In a Garden of the Ukraine

Here in New York, late-century, dusk again, drunk

on whispering, my chores done, half of play time’s bargain paid,

I sit, deep in violets, watching a strawberry half-Siamese

bathe in a sandbox, while water-soaked Sabbath candles

dance or spit to keep burning.  The silhouette of a girl

slants along the window’s latticework—she doesn’t want dark

or bedtime to descend.  Now I’m out:  looking in. 

A tenor sax blows Coltrane in the wind, a calliope sea

of ice cream trucks on Avenue A.  I make peace with what’s

so irrepressible—this cat’s muddy, earth-wormed paw

across my page:  sign here.  But nothing stops.  I sweep

the flagstones free from falling blooms of mulberry

once more, before returning to the matter of this poem.

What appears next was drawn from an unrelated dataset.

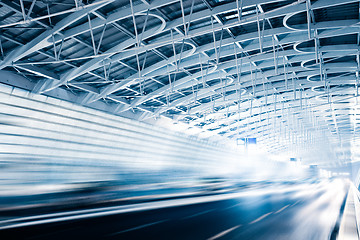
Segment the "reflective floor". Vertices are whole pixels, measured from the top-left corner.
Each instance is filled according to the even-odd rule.
[[[336,231],[348,188],[340,179],[202,179],[180,185],[137,185],[136,191],[97,186],[68,193],[62,207],[59,201],[42,208],[2,208],[0,238],[326,240]],[[132,196],[120,197],[125,192]],[[75,204],[80,196],[83,204]]]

On the Death by Immolation of Norman Morrison

The building might've been Bentham's panegyric,

where we can spy into McNamara's mirror

as he cleans his teeth.  Pentagon City, gray dry

day, seed clouds, November, 1965, dusk settling

on a parking lot at five.  The Potomac's lips

are cracked, resisting a well of thin black ice.

For a moment you can just hear some stranger

murmuring, some old song from Misneh Torah,

Corinthians, a Quaker diatribe for the Sioux.

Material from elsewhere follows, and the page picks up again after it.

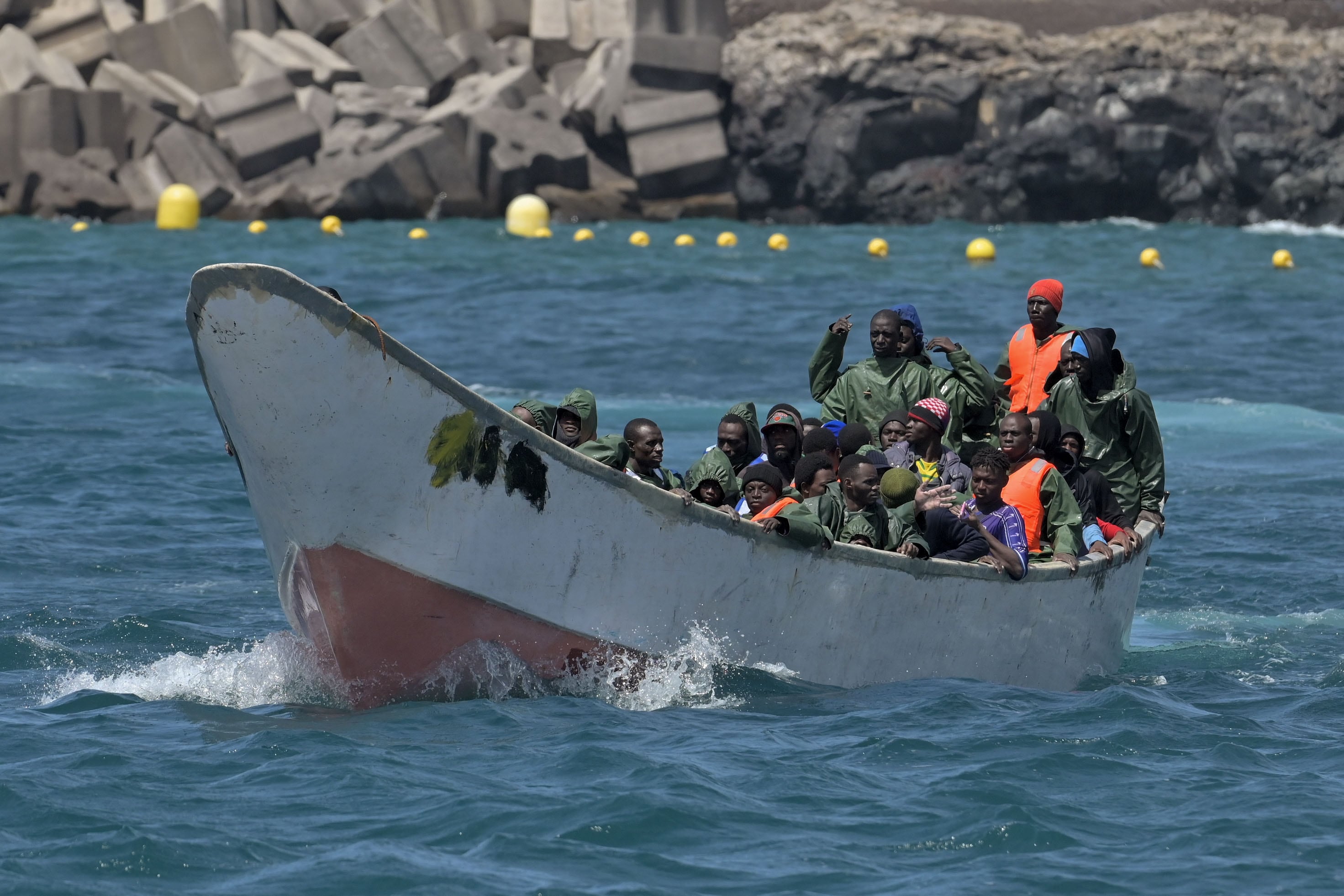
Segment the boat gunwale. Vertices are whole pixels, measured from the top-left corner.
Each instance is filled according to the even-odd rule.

He's everybody's after-image, nondescript,

till he bursts into flame:  in a blue snow suit, Emily—

heroine now to every My Lai mother—

eighteen months beyond first birth, drops

to the grass, unharmed, beside her father's frame. 


Boy, Ozarks

This photo's now hung alone atop my desk

for eleven years—all the years I've missed you—

to stun each day beyond the last

I look to his ox-brown eyes, which are full

of salt-cake tears, and try to imagine

how he feels.  Before him, blurred by close-up focus,

an Aunt Jemima syrup flask, blurred too the

mammy's motherly smile, right

out of Little Black Sambo. Cowlick spirals

the auburn hair into flutes of fire,

Appaloosa-blonde the dirt-quartz

quarries and oceans of molybdenum hill.

He sits with his head in one hand,

already the aged and tragic fool

all of us try to dismiss with rage.

What grounds this image is the absence

of everything else—the black O of the sky

in sour milk that we whisper

the cracked conch shell back to.

One thin scar cataracts the bony forehead,

where jingles enter after dark. 

The pencil-light eyebrows accentuate

the loss of grip he's managed after six,

seven, when his cursive writing

starts to shadow the orderly blue.

Every time I look away, that same

bewildering myriad of stars appears:

the tiny fingers are those of a child

in love with what's possible,

even every bruise which flouts

his skull—another door to screen shut.

Unravaged nose, lips unkissed by other girls

or boys or men, I'm drawn to the point of

pain upon the forehead, where music pulls

at sprouts of hair while the sob begins to swell.

 

Carpaccio's Dream of St. Ursula

It begins with a thousand skinny virgins stranded on a river boat,

outside ramparts of Cologne: what parts him from his reverie

is how he resolves the story of the saint who's led

them there:  bed-ridden, waiting for an angel

with a quill to come with provender, to scatter

the earth with dew.  The first still life of the world

hangs in the boudoir:  stained-glass pentagrams

quiver out dusk—the Pentateuch—where

the saint is ill and has to write to each of her beloved: 

onwards to the holy tomb, my  quails, where incense

burns in chalices for love, what I want for you,

now that my soul returns to dust, a touch

of color for my lips as I kerosene the lamp and ape

at vespers, a last gold madrigal of the painted word.